O gesto de ajoelhar, popularizado em 2016 quando um jogador de futebol americano o fez durante o hino nacional como forma de protesto contra o racismo, continua a generalizar-se. O slogan “take a knee” também. Ao “ajoelha-te”, que é também uma referência à forma como Floyd foi assassinado por um polícia, juntam-se a outros gritos como “no justice, no peace”, sem justiça não há paz, e “silence is violence”, o silêncio é violência. Em Nova Iorque, dois jornalistas da Associated Press foram impedidos de cobrir as manifestações e 200 pessoas foram detidas pela polícia devido ao recolher obrigatório.
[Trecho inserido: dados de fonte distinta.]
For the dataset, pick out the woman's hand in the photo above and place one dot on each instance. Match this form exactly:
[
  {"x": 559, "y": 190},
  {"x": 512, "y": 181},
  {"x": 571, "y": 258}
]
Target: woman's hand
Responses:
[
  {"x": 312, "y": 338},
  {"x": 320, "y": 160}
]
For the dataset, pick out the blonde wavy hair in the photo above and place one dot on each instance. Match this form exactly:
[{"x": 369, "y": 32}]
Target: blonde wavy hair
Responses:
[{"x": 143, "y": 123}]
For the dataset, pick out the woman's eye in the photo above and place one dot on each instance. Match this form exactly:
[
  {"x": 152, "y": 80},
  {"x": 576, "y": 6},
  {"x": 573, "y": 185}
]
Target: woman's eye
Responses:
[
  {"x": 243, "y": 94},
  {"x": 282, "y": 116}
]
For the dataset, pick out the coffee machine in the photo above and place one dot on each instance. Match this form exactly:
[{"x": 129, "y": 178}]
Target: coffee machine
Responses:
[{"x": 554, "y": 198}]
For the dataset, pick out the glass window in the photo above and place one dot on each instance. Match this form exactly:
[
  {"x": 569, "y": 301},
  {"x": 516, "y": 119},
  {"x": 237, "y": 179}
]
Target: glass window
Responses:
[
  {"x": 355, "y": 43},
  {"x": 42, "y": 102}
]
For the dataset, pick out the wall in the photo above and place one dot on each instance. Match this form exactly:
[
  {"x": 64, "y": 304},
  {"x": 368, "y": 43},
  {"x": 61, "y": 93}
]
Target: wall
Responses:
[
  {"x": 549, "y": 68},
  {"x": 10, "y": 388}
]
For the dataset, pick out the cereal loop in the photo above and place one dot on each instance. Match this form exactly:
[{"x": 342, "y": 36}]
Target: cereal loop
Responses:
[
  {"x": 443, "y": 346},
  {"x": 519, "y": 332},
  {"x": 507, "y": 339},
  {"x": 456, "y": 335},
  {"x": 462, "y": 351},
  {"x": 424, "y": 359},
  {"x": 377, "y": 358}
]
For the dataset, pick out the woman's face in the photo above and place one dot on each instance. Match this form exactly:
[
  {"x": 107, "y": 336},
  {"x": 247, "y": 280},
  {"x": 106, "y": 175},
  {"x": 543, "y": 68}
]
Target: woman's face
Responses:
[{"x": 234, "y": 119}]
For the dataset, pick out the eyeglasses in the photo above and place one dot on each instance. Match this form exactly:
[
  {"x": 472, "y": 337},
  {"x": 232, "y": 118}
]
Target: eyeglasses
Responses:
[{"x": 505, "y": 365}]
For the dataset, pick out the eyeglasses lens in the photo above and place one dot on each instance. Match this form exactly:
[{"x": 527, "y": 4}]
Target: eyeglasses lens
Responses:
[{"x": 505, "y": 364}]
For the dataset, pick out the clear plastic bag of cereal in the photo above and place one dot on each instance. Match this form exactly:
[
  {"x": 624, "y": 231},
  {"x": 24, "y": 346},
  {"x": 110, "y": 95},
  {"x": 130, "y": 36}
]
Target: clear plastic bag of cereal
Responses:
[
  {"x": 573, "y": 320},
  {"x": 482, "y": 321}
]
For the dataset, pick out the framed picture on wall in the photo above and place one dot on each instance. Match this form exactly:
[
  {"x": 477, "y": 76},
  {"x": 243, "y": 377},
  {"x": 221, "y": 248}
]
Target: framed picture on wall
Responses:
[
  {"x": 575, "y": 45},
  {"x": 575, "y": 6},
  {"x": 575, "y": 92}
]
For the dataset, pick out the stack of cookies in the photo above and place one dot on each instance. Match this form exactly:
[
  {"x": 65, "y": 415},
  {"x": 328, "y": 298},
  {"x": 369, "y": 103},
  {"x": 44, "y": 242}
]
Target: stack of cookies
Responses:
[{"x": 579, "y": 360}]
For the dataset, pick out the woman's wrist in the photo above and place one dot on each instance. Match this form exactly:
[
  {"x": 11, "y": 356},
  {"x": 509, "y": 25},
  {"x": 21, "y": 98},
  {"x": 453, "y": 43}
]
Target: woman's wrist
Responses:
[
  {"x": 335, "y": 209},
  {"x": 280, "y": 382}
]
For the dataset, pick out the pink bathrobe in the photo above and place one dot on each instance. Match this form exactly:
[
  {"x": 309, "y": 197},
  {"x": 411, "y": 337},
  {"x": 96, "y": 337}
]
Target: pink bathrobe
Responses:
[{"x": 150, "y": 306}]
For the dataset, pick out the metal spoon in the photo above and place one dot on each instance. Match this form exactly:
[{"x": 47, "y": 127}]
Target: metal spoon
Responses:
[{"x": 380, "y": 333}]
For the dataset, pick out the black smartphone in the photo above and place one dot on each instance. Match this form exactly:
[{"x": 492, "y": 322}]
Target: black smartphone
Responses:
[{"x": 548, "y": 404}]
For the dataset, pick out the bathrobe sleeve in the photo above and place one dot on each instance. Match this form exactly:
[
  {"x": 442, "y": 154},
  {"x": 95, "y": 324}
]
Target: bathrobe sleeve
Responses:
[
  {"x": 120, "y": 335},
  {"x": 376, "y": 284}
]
Mas outros milhares não tiveram o mesmo destino e com helicópteros policiais a passar por cima de si e polícia de choque pela frente somaram ainda uma outra palavra de ordem: “walk with us”, caminhem connosco ou juntem-se a nós.

A contrastar com estas palavras de ordem, o palavreado do presidente norte-americano no seu meio de comunicação preferido, o Twitter, é todo um dicionário de calão depreciativo face aos manifestantes anti-racistas: “lowlifes”, “hoodlums” e “thugs”, palavras de tradução mais difícil. Escória, bandidos, rufias, “looser”, ou seja perdedores, é assim que Trump caracteriza os seus opositores que saem às ruas, para além de os ameaçar com o envio do exército.

A maioria dos norte-americanos defende as manifestações

A intimidação parece não funcionar e os protestos não esfriaram. Nem dentro nem fora do país. As manifestantes extravasaram as fronteiras dos EUA e espalham-se por vários pontos do mundo. Para além de movimentos sociais e chefes de governo, o mundo da cultura e das artes também se junta ao coro de indignação e até grandes empresas não têm outro remédio senão declarar-se solidárias com a força deste protesto.

A sessão fotográfica de Trump na Igreja de Saint John também não só não convenceu vários responsáveis religiosos norte-americanos, que denunciaram o aproveitamento político da religião, como ainda fez ricochete quando se soube que os elementos do clero dessa Igreja estavam entre os manifestantes que Trump decidiu “limpar” com gás lacrimogéneo para não atrapalharem a sua passagem.

Por outro lado, uma sondagem da Reuters/Ipsos, publicada esta terça-feira, mostrava que 64% dos inquiridos se declaravam favoráveis “às pessoas que estão a protestar neste momento”, 27% disseram ser desfavoráveis e 9% não tinham posição definida.

Em termos institucionais também há consequências, apesar de não serem suficientes do ponto de vista de quem continua a protestar. O estado do Minnesota iniciou uma investigação detalhada ao Departamento de Polícia de Minneapolis para saber se este tem um padrão de atuação discriminatório para com minorias. E as escolas da cidade terminaram o contrato de segurança com a polícia local, alegando que não podem continuar a colocar-se nas mãos de “uma organização que tem uma cultura de violência e racismo”.

O mesmo se pode dizer acerca das imagens que se multiplicam de agentes policiais que se ajoelham, juntando-se ao gesto de protesto. Onde uns veem operações de marketing, no pior dos casos, ou gestos inúteis de boa vontade que não mudam os problemas estruturais, no melhor dos casos, outros sublinham que há cada vez mais agentes da autoridade a exigir reformas na instituição.